The .callbacks(MetricsCallback) is necessary to send the custom metrics that IntersectionZoo collects to RLlib.
algo = (
PPOConfig()
.rollouts(num_rollout_workers=args.num_workers, sample_timeout_s=3600, \
batch_mode="complete_episodes", rollout_fragment_length=400)
.resources(num_gpus=args.num_gpus)
.evaluation(evaluation_num_workers=1, evaluation_duration=1, \
evaluation_duration_unit='episodes', evaluation_force_reset_envs_before_iteration=True)
.environment(
env=IntersectionZooEnv,
env_config={"intersectionzoo_env_config": env_conf},
env_task_fn=curriculum_fn,
)
.callbacks(MetricsCallback)
.build()
)
Finally, run the training for ITER iterations. The results are logged to weights and biases, and the model checkpoint is saved every ``save_frequency``iteration.
for i in range(ITER):
result = algo.train()
print(f"iteration {i} completed.")
sampler_results = result['sampler_results']

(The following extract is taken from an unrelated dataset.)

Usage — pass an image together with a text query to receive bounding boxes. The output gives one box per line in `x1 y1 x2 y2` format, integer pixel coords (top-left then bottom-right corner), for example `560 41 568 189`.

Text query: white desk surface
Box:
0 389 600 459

custom_results = result['custom_metrics']
print({**sampler_results, **custom_results})
if i % args.save_frequency == 0:
save_dir = f'{args.dir}/runs/{str(i)}/{datetime.now().strftime("%Y%m%d_%H%M")}'
checkpoint_dir = algo.save(save_dir).checkpoint.path
print(f"Checkpoint saved at {checkpoint_dir}")
While, here, we discuss the use of RLlib for training the agents, IntersectionZoo also supports user-defined implementations of the RL algorithms. We provide env_demo.py as an example of how to run a single simulation of the IntersectionZoo environment without any training. Interested users can use this script to understand how the environment works and integrate their custom RL algorithms.
Evaluation
For evaluating the trained agent as described above, policy_evaluation.py can be used. The evaluation script is similar to the training script, with the exception of the evaluation configurations.
First, the tasks on which the agent will be evaluated are defined.
tasks = PathTaskContext(
dir=Path(PATH),
single_approach=True,
penetration_rate=args.penetration,
temperature_humidity=args.temperature_humidity,
electric_or_regular=REGULAR,
)
Next, load the model checkpoint. The standard RLlib method is used to load the model checkpoints.
algo = Algorithm.from_checkpoint(args.checkpoint)
The evaluation is then performed. For every single task listed in the tasks object, EVAL_PER_TASK times, the policy will be used to do rollouts. The results will be saved in a csv file. Please note that this
file could be large with many columns as IntersectionZoo collected many metrics. Also, note that the parameters used by RLlib for evaluation are loaded from the .evaluate call defined in the training script when the model checkpoints are loaded.
res_df = pd.DataFrame()
for i, task in enumerate(tasks.list_tasks(False)):
for _ in range(EVAL_PER_TASK):
algo.evaluation_workers.foreach_worker(
lambda ev: ev.foreach_env(
lambda env: env.set_task(task)))
results = algo.evaluate()
flattened_results = {**flatten_dict(results)}
results_df = pd.DataFrame([flattened_results])
res_df = pd.concat([res_df, results_df], ignore_index=True)
print(f'Completed evaluation for task {i+1}/{len(tasks.list_tasks(False))}')
res_df.to_csv(f'{args.dir}/eval_result_pen_rate_{args.penetration}.csv')
IntersectionZoo uses SUMO microscopic traffic simulator for simulations. In policy_evaluation.py, set the visualize=True to enable sumo GUI visualization during evaluations. This will pop up a GUI window with the given intersection environment loaded. While one can set the same flag for training to visualize the agent performance during training, we do not recommend this option as it will slow down the training and can consume memory and slow down training as we use multiple processes for training.